Tercer y último vídeo: los desnudos de Emilio. A pesar de tener un cuerpo escombro, repleto vello, que provocaba, más que admiración, repulsión, el solterón de oro y famoso por unos días se desvestía como si fuera uno de esos actores, que invierten su tiempo en que sus músculos queden igual de marcados que sus carencias interpretativas. “Qué calor hace, me voy a quitar la camiseta”, comenzó así su tendencia al despelote injustificado. “Me ha quedado una mancha de café en la camisa”, la prosiguió, pero lo curioso es que no había bebido nada. Otras tantas tontas razones por que quitarse la camiseta fueron las siguientes: “Convoco un concurso de mejor torso y, como solo me presento yo, entonces gano; voy a quitarme la camiseta”, “¡Qué frio hace esta noche! ¡Pues me quito la camiseta!”, “Hoy es martes, voy a quitarme la camiseta”, “Esta silla la compraron en Ikea, voy a quitarme la camiseta”, o “No llevo camiseta, así que voy a quitarme la camiseta”.

Ganado el público femenino, ahora tocaba el masculino.
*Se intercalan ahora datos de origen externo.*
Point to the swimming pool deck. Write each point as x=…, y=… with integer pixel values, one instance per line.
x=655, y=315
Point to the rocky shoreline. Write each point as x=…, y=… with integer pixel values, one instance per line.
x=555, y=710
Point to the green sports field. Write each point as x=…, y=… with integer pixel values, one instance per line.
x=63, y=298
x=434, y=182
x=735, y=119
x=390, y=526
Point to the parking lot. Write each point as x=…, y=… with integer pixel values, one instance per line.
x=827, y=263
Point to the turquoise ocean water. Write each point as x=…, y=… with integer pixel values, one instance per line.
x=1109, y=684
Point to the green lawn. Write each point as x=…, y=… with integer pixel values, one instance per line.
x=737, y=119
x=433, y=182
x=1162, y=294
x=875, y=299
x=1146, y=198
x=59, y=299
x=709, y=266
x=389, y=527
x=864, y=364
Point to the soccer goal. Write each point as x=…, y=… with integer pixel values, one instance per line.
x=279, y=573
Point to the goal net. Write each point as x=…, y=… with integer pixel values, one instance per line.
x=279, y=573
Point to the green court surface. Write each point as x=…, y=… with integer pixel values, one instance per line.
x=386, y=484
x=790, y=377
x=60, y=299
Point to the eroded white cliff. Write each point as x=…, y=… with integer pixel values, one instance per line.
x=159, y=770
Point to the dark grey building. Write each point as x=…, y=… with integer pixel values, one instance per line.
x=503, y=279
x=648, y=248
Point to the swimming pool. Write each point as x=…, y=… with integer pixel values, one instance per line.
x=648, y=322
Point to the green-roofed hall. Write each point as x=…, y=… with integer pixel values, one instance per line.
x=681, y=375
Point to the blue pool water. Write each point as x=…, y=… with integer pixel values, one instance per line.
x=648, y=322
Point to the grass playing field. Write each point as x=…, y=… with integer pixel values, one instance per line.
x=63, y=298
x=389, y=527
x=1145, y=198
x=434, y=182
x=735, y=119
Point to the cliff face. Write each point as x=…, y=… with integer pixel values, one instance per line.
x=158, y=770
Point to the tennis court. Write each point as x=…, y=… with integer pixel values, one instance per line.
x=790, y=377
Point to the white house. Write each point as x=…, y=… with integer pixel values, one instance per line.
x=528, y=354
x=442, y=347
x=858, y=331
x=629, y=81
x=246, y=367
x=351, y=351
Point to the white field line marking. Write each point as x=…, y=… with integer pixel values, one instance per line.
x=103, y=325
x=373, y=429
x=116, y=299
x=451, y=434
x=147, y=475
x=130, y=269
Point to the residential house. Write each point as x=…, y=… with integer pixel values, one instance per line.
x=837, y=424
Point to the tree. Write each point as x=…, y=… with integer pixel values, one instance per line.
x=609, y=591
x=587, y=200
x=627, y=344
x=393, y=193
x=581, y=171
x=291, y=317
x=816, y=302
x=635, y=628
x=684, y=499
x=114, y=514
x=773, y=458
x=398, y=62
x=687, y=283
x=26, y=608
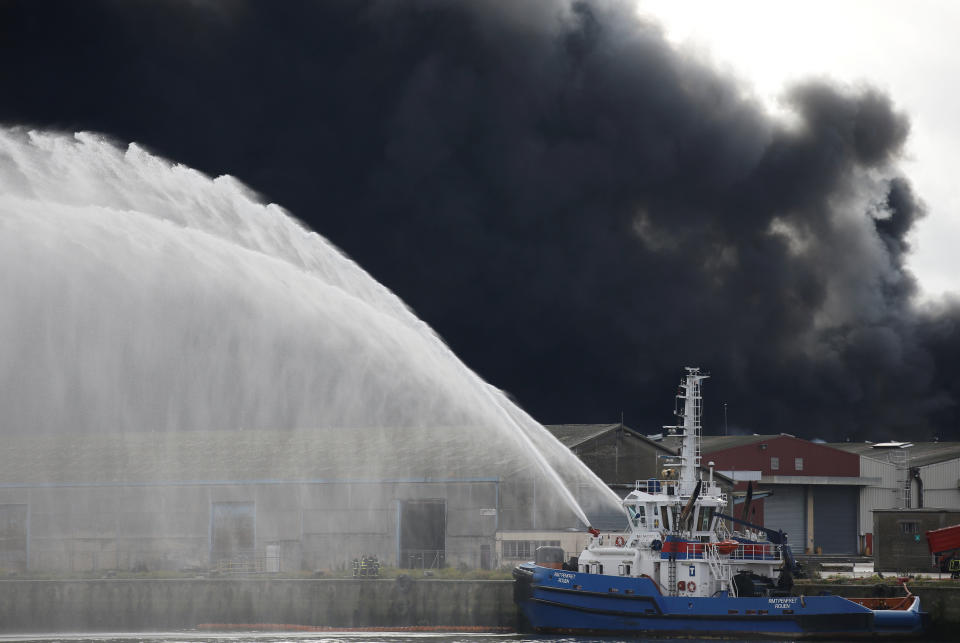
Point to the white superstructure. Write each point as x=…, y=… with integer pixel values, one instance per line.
x=674, y=534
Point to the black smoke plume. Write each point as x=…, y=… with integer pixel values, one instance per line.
x=579, y=209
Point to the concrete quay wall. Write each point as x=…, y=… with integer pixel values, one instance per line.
x=177, y=604
x=145, y=605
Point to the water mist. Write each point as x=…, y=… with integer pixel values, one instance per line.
x=143, y=299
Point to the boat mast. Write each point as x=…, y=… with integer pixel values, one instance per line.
x=688, y=459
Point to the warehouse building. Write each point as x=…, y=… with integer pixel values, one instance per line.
x=814, y=490
x=261, y=501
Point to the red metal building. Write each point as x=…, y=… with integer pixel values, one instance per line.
x=814, y=489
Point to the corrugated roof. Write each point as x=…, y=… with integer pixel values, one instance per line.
x=920, y=453
x=573, y=435
x=211, y=456
x=714, y=443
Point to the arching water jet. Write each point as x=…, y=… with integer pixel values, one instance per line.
x=143, y=298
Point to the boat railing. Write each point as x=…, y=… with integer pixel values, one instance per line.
x=702, y=551
x=758, y=551
x=655, y=485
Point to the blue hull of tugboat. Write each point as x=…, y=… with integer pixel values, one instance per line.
x=556, y=601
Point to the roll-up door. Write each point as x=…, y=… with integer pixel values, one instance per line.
x=785, y=509
x=835, y=519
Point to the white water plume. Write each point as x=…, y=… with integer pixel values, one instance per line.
x=142, y=296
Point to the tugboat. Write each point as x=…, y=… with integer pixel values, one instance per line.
x=678, y=570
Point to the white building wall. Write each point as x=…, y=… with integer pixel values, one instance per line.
x=940, y=484
x=882, y=496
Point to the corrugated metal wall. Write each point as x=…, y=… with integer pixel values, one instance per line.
x=786, y=509
x=835, y=519
x=940, y=484
x=883, y=496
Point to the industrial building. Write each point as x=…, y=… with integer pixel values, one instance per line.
x=260, y=500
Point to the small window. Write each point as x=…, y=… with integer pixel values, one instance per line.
x=909, y=527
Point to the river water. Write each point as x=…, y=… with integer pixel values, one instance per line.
x=326, y=637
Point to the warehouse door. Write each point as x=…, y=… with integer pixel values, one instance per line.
x=835, y=519
x=785, y=509
x=13, y=537
x=423, y=533
x=232, y=534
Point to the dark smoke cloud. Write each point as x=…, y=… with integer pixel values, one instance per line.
x=578, y=208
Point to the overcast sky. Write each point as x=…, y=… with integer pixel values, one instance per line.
x=908, y=49
x=578, y=201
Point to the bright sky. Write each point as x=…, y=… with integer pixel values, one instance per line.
x=907, y=48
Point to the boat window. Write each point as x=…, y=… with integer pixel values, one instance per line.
x=637, y=517
x=704, y=518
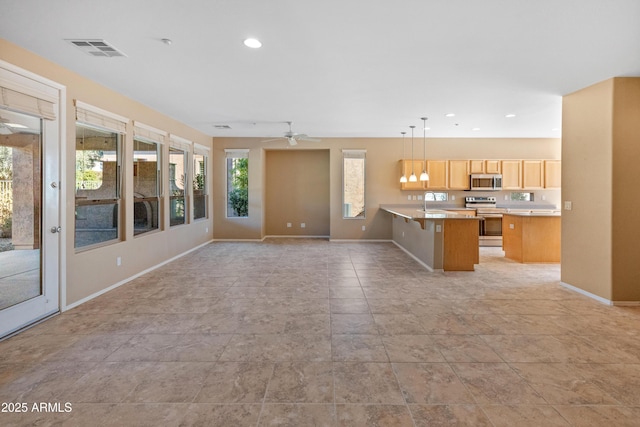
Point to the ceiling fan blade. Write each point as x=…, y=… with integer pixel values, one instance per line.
x=307, y=138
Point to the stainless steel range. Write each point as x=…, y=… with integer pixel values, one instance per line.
x=491, y=224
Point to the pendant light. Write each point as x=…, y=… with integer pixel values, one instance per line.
x=413, y=177
x=424, y=176
x=403, y=178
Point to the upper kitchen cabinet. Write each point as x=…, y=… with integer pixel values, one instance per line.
x=511, y=174
x=552, y=173
x=492, y=166
x=532, y=174
x=438, y=174
x=406, y=168
x=459, y=174
x=476, y=166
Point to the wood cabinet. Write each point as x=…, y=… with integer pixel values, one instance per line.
x=531, y=238
x=459, y=174
x=532, y=174
x=511, y=174
x=476, y=166
x=406, y=169
x=552, y=173
x=492, y=166
x=438, y=174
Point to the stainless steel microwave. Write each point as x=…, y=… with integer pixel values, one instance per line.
x=485, y=182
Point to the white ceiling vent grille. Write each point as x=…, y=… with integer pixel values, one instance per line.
x=96, y=47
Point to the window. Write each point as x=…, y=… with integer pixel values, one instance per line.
x=524, y=197
x=177, y=195
x=146, y=188
x=98, y=169
x=237, y=183
x=431, y=196
x=353, y=183
x=199, y=179
x=147, y=178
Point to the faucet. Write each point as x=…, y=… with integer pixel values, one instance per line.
x=425, y=198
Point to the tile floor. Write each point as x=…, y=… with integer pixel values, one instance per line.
x=304, y=332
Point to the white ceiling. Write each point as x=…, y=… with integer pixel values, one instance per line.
x=343, y=68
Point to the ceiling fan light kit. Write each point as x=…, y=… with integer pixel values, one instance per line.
x=293, y=138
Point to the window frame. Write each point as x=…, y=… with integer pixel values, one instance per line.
x=237, y=153
x=200, y=150
x=117, y=200
x=355, y=154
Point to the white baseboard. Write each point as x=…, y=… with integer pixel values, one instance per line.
x=128, y=279
x=585, y=293
x=361, y=240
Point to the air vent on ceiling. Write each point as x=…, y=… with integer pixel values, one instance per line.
x=96, y=47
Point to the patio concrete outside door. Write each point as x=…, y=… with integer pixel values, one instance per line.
x=30, y=194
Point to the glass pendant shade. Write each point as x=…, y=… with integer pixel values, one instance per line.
x=403, y=178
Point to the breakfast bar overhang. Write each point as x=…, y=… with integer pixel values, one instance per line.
x=438, y=239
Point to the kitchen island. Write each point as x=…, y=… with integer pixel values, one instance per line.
x=439, y=239
x=531, y=237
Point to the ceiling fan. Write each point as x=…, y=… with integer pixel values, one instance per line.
x=293, y=137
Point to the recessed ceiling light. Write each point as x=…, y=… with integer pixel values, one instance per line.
x=252, y=43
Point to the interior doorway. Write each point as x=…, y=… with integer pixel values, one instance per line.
x=297, y=196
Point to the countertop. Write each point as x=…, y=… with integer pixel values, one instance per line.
x=534, y=213
x=416, y=212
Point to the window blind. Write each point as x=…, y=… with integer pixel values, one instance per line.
x=148, y=133
x=100, y=118
x=201, y=149
x=236, y=153
x=24, y=103
x=181, y=143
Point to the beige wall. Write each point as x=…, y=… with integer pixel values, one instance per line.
x=626, y=196
x=382, y=178
x=600, y=177
x=297, y=191
x=92, y=271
La única idea que se le pasó por su mente retorcida era acariciarlas sin pudor alguno, besarlas, tocarles los senos duros, comprobar todos los giros de sus piernas y desvestirlas... Comenzó, pero al ver que era un plástico donde la fisonomía de la mujer era una mera ilusión con escasas pretensiones de verosimilitud, cambió de táctica. Lo que pasó más tarde y las demás preguntas son interrogantes que más vale que queden relegados al olvido y al silencio, porque un exceso de información, a veces, es un exceso de preocupaciones con más efectos secundarios que beneficios.